28th Grey Cup
| Ottawa Rough Riders | Toronto Balmy Beach Beachers |
| (5–1) | (6–0) |
| 8 | 2 |
| Head coach: Ross Trimble | Head coach: Alex Ponton |
|  | 1 | 2 | 3 | 4 | Total |
| Ottawa Rough Riders | 0 | 1 | 1 | 6 | 8 |
| Toronto Balmy Beach Beachers | 0 | 1 | 1 | 0 | 2 |
- Date: November 30, 1940
- Stadium: Varsity Stadium
- Location: Toronto
- Attendance: 4,998

= 28th Grey Cup =

1940 Canadian Football championship games

The 28th Grey Cup was played as a two-game series with the first game played on November 30, 1940, before 4,998 fans at Varsity Stadium in Toronto. The second game was played on December 7, 1940, with cold weather and snow contributing to a small attendance of 1,700 fans, at Lansdowne Park in Ottawa.
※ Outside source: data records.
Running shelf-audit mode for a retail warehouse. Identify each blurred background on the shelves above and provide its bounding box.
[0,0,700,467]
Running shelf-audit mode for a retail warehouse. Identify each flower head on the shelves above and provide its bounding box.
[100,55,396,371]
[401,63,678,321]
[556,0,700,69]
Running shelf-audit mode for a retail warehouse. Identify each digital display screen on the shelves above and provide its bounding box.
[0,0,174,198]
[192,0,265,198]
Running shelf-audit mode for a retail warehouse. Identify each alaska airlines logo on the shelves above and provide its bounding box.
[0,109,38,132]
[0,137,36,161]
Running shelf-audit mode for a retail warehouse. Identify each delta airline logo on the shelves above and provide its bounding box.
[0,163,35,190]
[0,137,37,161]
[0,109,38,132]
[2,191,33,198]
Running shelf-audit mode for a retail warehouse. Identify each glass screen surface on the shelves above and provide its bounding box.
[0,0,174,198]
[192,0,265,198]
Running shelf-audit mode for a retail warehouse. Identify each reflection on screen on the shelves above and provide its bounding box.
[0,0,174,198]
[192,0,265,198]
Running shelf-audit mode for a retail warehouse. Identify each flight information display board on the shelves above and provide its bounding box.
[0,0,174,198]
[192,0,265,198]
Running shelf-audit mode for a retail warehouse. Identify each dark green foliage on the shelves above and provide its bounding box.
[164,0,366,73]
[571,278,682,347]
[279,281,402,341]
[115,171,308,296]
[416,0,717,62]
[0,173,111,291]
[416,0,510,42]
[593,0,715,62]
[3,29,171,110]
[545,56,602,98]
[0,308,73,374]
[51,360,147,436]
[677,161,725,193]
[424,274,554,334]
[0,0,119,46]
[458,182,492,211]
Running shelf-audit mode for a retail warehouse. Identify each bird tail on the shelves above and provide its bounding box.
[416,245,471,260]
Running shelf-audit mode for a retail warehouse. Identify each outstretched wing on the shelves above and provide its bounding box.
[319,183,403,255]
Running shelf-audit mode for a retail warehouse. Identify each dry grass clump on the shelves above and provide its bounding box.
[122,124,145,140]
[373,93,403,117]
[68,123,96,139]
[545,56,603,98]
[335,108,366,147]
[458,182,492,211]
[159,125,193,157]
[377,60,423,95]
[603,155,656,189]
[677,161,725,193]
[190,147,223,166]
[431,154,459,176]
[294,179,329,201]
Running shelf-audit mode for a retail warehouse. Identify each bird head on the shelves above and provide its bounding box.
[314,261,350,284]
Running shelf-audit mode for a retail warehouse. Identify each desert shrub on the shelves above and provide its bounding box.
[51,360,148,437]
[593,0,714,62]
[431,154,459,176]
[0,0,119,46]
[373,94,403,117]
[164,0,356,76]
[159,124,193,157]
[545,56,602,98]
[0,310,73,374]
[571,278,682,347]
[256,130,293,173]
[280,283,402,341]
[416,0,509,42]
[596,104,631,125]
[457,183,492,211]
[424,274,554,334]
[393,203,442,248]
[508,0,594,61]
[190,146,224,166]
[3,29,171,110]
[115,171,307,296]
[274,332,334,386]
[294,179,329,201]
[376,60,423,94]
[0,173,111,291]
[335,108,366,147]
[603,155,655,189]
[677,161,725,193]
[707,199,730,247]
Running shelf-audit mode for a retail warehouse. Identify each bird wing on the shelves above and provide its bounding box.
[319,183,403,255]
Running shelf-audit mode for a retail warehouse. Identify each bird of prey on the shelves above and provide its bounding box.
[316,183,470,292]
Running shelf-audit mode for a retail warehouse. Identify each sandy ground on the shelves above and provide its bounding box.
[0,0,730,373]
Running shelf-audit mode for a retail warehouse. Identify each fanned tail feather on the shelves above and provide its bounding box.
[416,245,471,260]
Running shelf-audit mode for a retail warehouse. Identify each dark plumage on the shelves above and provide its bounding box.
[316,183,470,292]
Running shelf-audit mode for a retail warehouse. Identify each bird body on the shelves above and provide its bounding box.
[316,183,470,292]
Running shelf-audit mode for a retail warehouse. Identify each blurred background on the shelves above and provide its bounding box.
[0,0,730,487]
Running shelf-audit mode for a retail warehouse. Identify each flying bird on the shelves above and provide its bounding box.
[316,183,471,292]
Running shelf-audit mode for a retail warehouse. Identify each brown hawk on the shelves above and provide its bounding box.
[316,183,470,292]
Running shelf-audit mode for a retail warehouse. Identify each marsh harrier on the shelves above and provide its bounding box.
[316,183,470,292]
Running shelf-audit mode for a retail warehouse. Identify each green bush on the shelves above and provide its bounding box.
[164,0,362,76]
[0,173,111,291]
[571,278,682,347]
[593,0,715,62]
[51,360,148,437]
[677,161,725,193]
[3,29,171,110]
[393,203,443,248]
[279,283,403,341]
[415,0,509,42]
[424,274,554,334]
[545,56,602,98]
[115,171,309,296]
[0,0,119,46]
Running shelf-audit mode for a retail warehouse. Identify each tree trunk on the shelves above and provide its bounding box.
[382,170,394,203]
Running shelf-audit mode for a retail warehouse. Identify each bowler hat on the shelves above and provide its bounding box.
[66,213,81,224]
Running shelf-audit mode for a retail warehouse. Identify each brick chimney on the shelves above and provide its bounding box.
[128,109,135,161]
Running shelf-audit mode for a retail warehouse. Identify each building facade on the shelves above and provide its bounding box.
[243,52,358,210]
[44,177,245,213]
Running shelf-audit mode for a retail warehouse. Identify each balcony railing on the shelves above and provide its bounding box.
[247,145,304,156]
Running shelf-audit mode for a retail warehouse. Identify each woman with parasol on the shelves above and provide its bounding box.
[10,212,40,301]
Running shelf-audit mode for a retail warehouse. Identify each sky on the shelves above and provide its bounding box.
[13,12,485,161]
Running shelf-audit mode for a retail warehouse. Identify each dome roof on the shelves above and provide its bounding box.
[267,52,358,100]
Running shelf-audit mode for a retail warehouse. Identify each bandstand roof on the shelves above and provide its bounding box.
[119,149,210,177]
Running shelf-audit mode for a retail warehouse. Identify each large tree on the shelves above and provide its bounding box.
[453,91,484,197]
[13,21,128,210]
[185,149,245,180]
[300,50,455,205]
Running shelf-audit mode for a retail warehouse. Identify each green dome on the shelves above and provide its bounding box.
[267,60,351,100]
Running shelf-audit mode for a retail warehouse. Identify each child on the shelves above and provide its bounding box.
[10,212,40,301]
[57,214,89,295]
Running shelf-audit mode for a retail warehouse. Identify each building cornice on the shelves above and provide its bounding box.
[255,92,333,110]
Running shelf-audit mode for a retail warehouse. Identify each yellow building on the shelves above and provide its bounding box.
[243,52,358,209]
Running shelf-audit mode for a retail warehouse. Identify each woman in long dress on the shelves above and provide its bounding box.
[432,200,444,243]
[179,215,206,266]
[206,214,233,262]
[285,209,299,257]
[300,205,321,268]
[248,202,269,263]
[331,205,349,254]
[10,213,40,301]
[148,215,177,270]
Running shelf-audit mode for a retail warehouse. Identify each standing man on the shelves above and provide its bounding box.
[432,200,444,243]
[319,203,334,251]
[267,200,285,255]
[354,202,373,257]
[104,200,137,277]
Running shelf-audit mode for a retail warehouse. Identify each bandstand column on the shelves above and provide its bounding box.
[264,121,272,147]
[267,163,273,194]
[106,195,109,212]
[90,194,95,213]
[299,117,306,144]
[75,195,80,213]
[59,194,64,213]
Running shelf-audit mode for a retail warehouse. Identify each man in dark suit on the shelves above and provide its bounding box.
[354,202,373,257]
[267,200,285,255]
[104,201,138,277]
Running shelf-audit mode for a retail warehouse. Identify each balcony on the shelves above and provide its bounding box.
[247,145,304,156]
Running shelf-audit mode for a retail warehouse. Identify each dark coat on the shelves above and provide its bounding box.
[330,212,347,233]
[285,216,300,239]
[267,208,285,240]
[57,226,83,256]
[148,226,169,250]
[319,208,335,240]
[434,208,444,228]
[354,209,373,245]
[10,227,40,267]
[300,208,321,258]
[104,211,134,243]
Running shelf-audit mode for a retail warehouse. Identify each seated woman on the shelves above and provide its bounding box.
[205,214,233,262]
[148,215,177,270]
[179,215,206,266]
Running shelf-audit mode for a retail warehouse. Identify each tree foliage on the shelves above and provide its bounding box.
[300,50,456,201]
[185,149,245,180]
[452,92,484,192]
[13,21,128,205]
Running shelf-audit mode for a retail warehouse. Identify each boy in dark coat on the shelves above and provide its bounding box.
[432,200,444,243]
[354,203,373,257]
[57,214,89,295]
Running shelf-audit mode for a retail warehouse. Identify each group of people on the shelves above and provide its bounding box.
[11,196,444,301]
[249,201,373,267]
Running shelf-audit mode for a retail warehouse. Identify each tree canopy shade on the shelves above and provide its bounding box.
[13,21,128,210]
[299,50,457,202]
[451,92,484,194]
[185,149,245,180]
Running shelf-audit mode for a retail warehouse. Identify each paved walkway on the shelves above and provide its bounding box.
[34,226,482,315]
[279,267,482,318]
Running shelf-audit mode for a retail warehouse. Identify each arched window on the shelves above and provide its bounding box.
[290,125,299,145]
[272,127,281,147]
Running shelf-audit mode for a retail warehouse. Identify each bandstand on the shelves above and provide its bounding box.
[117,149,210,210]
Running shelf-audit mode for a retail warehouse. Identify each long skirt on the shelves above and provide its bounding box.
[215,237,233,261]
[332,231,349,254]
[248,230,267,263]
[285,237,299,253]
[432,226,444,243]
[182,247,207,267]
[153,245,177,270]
This two-game series format was set up as a result of the Canadian Rugby Union disallowing the Winnipeg Blue Bombers the right to play in the title game due to a rule dispute. Consequently, what would have been the Eastern Final game became a two-game Grey Cup series.

The Ottawa Rough Riders defeated the Toronto Balmy Beach Beachers by a total-points score of 20–7.